5. Trageinrichtung nach Anspruch 4,
dadurch gekennzeichnet, dass
das wenigstens eine Federelement (56, 58) im gespannten Zustand derart gekrümmt ist,
dass das wenigstens eine Federelement (56, 58) den Aufnahmeraum (50) umschließt, wobei
freie Enden (60, 62) des wenigstens einen Federelements (56, 58) in dessen entspanntem
Zustand weiter voneinander beabstandet sind als im gespannten Zustand.
6. Trageinrichtung nach Anspruch 5
dadurch gekennzeichnet, dass
in dem Behältnis eine Mehrzahl von im gespannten Zustand gekrümmten Federelementen
(56, 58) angeordnet sind.
7. Trageinrichtung nach Anspruch 6,
dadurch gekennzeichnet, dass
ein erstes Federelement (56) der im gespannten Zustand gekrümmten Federelemente (56,
58) durch das wenigstens eine Verschlusselement (34) in dem gespannten Zustand gehalten
ist, und wobei wenigstens ein weiteres Federelement (58) dieser Federelemente (56,
58) aufgrund der Geschlossenstellung des Behältnisses (18) in dem gespannten Zustand
gehalten ist.
8. Trageinrichtung nach Anspruch 7,
dadurch gekennzeichnet, dass
die Trageinrichtung wenigstens zwei weitere Federelemente (58) aufweist, welche insbesondere
im Wesentlichen gleich weit von dem ersten Federelement (56) beabstandet sind.
9. Trageinrichtung nach einem der Ansprüche 1 bis 8,
dadurch gekennzeichnet, dass
das wenigstens eine Verschlusselement (34) einen Haken umfasst, welcher durch Betätigen
der Betätigungseinrichtung (28) aus einer Eingriffsstellung in eine Freigabestellung
bewegbar ist, und/oder einen Magnet umfasst.

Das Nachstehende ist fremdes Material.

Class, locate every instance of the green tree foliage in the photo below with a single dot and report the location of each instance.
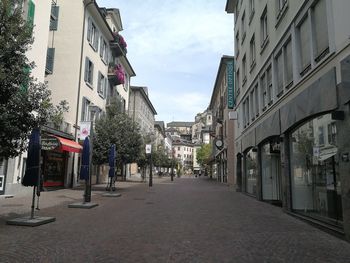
(24, 102)
(203, 154)
(116, 128)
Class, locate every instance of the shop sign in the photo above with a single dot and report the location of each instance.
(84, 129)
(230, 84)
(148, 148)
(49, 143)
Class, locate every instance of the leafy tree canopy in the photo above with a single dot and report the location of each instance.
(116, 128)
(24, 102)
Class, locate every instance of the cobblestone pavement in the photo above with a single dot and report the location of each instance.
(188, 220)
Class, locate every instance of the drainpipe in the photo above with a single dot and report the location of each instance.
(79, 86)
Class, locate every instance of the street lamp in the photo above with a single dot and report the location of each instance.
(93, 109)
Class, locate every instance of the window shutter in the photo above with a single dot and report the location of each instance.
(321, 27)
(99, 86)
(101, 47)
(50, 56)
(96, 38)
(54, 17)
(89, 29)
(31, 12)
(288, 62)
(83, 107)
(86, 72)
(279, 69)
(92, 74)
(304, 44)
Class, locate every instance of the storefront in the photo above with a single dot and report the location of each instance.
(315, 176)
(55, 156)
(271, 170)
(251, 171)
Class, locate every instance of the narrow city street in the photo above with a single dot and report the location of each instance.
(188, 220)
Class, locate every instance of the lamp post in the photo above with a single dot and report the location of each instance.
(149, 153)
(93, 109)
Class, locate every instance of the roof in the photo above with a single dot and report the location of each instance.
(145, 96)
(180, 124)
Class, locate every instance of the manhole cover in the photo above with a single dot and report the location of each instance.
(12, 205)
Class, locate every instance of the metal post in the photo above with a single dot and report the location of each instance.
(89, 181)
(150, 173)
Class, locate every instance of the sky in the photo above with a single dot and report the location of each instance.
(175, 47)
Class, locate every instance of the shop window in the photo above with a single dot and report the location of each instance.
(251, 168)
(304, 46)
(315, 175)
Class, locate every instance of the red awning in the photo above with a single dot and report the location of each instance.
(69, 145)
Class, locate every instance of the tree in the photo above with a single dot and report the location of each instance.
(24, 102)
(203, 154)
(116, 128)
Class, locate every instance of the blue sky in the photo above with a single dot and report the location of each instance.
(175, 46)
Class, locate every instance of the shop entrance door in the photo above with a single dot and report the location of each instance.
(271, 174)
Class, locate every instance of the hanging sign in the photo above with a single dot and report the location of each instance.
(148, 148)
(49, 143)
(230, 84)
(84, 129)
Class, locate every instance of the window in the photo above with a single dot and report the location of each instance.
(126, 82)
(89, 70)
(264, 99)
(101, 85)
(92, 34)
(252, 106)
(54, 17)
(50, 56)
(279, 73)
(31, 13)
(321, 44)
(269, 85)
(304, 46)
(237, 44)
(281, 8)
(252, 52)
(263, 28)
(256, 93)
(251, 9)
(243, 26)
(244, 65)
(85, 113)
(103, 51)
(288, 63)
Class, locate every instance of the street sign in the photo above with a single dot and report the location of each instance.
(148, 148)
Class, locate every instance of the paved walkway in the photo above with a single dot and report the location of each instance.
(188, 220)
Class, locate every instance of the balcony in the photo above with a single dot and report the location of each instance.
(118, 46)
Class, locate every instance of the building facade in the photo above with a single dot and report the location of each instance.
(292, 99)
(221, 102)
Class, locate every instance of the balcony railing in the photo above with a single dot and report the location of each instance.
(118, 46)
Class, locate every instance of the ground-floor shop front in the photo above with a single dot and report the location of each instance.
(298, 157)
(57, 154)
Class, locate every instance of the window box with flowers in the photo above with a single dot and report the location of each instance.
(116, 74)
(119, 45)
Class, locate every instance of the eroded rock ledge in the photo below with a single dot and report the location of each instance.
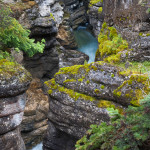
(80, 96)
(14, 81)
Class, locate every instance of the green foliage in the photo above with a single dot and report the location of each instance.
(92, 2)
(111, 44)
(52, 16)
(126, 132)
(4, 54)
(12, 34)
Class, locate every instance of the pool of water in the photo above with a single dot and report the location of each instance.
(87, 43)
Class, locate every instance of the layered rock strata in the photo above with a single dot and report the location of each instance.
(14, 81)
(132, 20)
(34, 121)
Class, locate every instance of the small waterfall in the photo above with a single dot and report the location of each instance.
(38, 147)
(87, 43)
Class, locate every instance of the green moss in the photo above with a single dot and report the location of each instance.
(112, 75)
(111, 44)
(92, 2)
(102, 86)
(97, 91)
(100, 9)
(9, 69)
(80, 80)
(108, 104)
(87, 81)
(74, 69)
(52, 85)
(140, 91)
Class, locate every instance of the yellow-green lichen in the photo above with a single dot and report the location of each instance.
(52, 85)
(111, 44)
(87, 81)
(142, 89)
(112, 75)
(69, 80)
(109, 104)
(74, 69)
(102, 86)
(9, 69)
(92, 2)
(97, 91)
(80, 80)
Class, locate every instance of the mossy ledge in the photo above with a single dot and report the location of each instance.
(54, 87)
(101, 81)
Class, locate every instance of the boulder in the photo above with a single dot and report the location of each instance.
(14, 81)
(80, 96)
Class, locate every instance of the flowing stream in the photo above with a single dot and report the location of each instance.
(87, 43)
(38, 147)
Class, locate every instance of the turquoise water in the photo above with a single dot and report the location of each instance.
(87, 43)
(38, 147)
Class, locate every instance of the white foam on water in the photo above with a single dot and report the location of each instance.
(38, 147)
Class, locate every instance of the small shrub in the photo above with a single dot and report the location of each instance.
(126, 132)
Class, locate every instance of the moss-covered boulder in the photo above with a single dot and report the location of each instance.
(80, 95)
(14, 81)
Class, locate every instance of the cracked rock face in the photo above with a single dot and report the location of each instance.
(14, 82)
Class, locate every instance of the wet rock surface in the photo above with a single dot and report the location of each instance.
(133, 22)
(80, 95)
(34, 121)
(14, 82)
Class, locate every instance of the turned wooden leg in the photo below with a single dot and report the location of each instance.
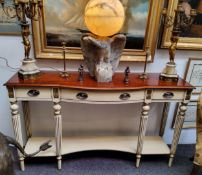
(58, 133)
(164, 118)
(178, 126)
(17, 130)
(26, 112)
(142, 131)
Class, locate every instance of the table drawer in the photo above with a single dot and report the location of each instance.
(33, 93)
(168, 95)
(102, 96)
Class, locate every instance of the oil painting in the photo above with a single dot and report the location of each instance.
(63, 20)
(8, 21)
(196, 28)
(190, 39)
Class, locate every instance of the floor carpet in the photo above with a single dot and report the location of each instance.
(110, 163)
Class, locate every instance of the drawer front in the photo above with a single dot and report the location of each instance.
(102, 96)
(33, 93)
(168, 95)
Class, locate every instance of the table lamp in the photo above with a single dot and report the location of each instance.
(103, 47)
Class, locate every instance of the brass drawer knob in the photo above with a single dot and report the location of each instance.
(168, 95)
(124, 96)
(82, 96)
(33, 93)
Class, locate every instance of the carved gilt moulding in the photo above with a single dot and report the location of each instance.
(44, 51)
(191, 40)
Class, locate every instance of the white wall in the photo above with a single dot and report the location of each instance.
(120, 116)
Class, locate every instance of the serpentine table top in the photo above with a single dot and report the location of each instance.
(53, 79)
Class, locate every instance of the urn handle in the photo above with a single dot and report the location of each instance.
(33, 93)
(82, 96)
(168, 95)
(124, 96)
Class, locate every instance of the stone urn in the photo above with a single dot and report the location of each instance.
(102, 55)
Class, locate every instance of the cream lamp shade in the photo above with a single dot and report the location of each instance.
(104, 17)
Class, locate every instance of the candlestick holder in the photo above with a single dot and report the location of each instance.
(144, 76)
(179, 22)
(26, 9)
(64, 74)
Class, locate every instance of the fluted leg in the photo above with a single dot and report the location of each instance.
(58, 133)
(164, 118)
(26, 112)
(177, 131)
(17, 130)
(142, 131)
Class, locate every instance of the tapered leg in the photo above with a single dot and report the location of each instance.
(178, 126)
(17, 130)
(142, 131)
(58, 133)
(26, 112)
(164, 118)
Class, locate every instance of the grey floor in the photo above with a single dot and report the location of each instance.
(110, 163)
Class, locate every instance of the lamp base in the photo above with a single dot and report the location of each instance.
(28, 70)
(169, 73)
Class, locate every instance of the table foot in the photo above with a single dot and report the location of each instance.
(170, 163)
(59, 159)
(22, 164)
(138, 157)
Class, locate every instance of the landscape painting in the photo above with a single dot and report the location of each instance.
(196, 28)
(64, 22)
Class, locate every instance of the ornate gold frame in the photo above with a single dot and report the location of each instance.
(184, 42)
(47, 52)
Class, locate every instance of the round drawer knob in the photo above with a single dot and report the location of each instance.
(33, 93)
(82, 96)
(124, 96)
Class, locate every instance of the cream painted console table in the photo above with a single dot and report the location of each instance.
(49, 86)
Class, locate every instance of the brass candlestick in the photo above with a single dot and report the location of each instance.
(64, 74)
(180, 22)
(25, 9)
(144, 76)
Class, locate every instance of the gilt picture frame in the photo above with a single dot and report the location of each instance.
(191, 40)
(46, 49)
(194, 74)
(8, 22)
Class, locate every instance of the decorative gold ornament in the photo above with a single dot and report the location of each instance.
(104, 17)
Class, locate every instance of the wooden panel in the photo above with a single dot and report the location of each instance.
(102, 96)
(153, 144)
(53, 79)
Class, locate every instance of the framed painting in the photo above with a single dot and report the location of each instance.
(194, 74)
(8, 21)
(63, 21)
(191, 39)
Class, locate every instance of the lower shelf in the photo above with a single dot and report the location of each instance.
(152, 144)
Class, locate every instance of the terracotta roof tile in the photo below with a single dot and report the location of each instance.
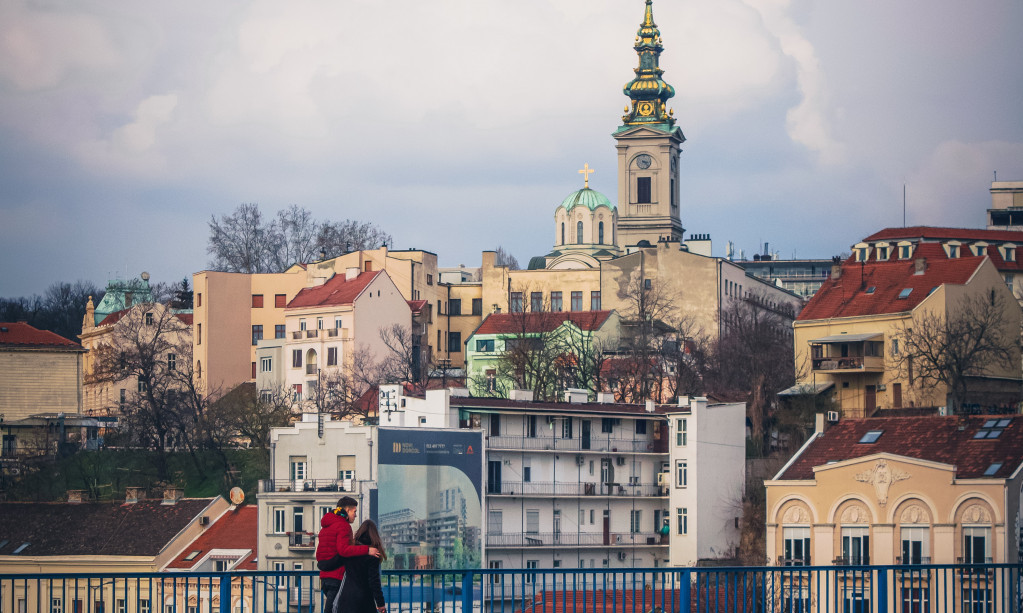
(539, 322)
(335, 292)
(20, 335)
(946, 440)
(874, 288)
(236, 529)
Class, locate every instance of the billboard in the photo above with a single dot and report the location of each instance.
(430, 497)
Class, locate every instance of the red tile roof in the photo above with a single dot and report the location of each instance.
(925, 231)
(23, 336)
(236, 529)
(848, 296)
(496, 323)
(946, 440)
(335, 292)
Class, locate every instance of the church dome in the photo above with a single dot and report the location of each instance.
(590, 199)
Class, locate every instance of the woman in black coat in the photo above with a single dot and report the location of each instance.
(360, 590)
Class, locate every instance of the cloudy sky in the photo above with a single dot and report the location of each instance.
(459, 125)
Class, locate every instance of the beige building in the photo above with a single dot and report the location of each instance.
(899, 491)
(846, 336)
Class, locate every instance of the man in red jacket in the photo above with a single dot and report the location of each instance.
(334, 544)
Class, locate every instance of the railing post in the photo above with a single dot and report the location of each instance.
(225, 593)
(685, 606)
(466, 593)
(882, 589)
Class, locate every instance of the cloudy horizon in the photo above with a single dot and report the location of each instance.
(457, 126)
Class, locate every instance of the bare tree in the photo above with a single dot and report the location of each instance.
(245, 242)
(974, 338)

10. Trageinrichtung nach einem der Ansprüche 1 bis 9,
dadurch gekennzeichnet, dass
der Airbag (14) in dem Behältnis (18) angeordnet ist, wobei das wenigstens eine Federelement
(32, 56, 58, 78) mit einem Wandmaterial des Airbags (14) verbunden ist.
11. Trageinrichtung nach einem der Ansprüche 1 bis 10,
dadurch gekennzeichnet, dass
in der Geschlossenstellung des Behältnisses (18) mittels des wenigstens einen Verschlusselements
(34) ein Verschlussmittel (64) gesichert ist, welches in der Geschlossenstellung eine
Auslassöffnung des Behältnisses (18) verschließt.
12. Trageinrichtung nach einem der Ansprüche 1 bis 11,
dadurch gekennzeichnet, dass
das Lawinenairbagsystem (12) mit der Trageinrichtung gekoppelt ist, wobei die Befüllvorrichtung
(16) ein Gebläse (20) mit einem Elektromotor (22) und wenigstens einen elektrischen
Energiespeicher (24) zum Versorgen des Elektromotors (22) mit elektrischer Energie
umfasst.
13. Trageinrichtung nach Anspruch 12,
dadurch gekennzeichnet, dass
das Gebläse (20) als Axialverdichter ausgebildet ist.
14. Trageinrichtung nach Anspruch 12 oder 13,
dadurch gekennzeichnet, dass
die Betätigungseinrichtung (28) einen Griff (30) umfasst, wobei durch Ziehen an dem
Griff (30) ein Starten des Elektromotors (22) bewirkbar ist.